Hewlett-Packard is yet again ramping up the number of jobs it expects to eliminate as part of its turnaround plan, blaming market and business pressures for the cuts in a regulatory filing Monday.
The world's largest computer maker revealed in a filing with the Securities and Exchange Commission that it expects to cut an additional 5,000 jobs on top of the 29,000 it previously planned to eliminate. The company originally announced plans to cut 27,000 positions in May 2012, boosting that figure in September 2012.

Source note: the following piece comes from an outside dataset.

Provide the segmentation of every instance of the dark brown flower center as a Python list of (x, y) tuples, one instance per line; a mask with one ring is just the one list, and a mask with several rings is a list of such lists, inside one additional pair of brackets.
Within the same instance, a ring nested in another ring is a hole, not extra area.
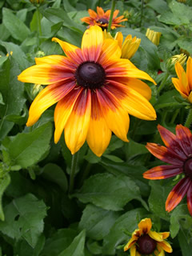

"Due to continued market and business pressures, as of October 31, 2013, HP expects to eliminate an additional 15% of those 29,000 positions, or a total of approximately 34,000 positions, and to record an additional 15% of that $3.6 billion in total costs, or approximately $4.1 billion in aggregate charges," the company said in its annual report. "HP expects to record these charges through the end of HP's 2014 fiscal year as the accounting recognition."
HP, which currently employs about 331,800 worldwide, expects the cuts to be completed by October 2014.
Job cuts already made as part of the plan appeared to be helping the company's turnaround efforts. In November, the company reported a fourth-quarter profit of $1.4 billion, or 73 cents a share, on revenue of $29.1 billion, down 3 percent from the same quarter in 2012.
Updated 12/31 at 8:45 a.m. to note that the job cuts were first disclosed in a regulatory filing in October, as well as an analyst meeting.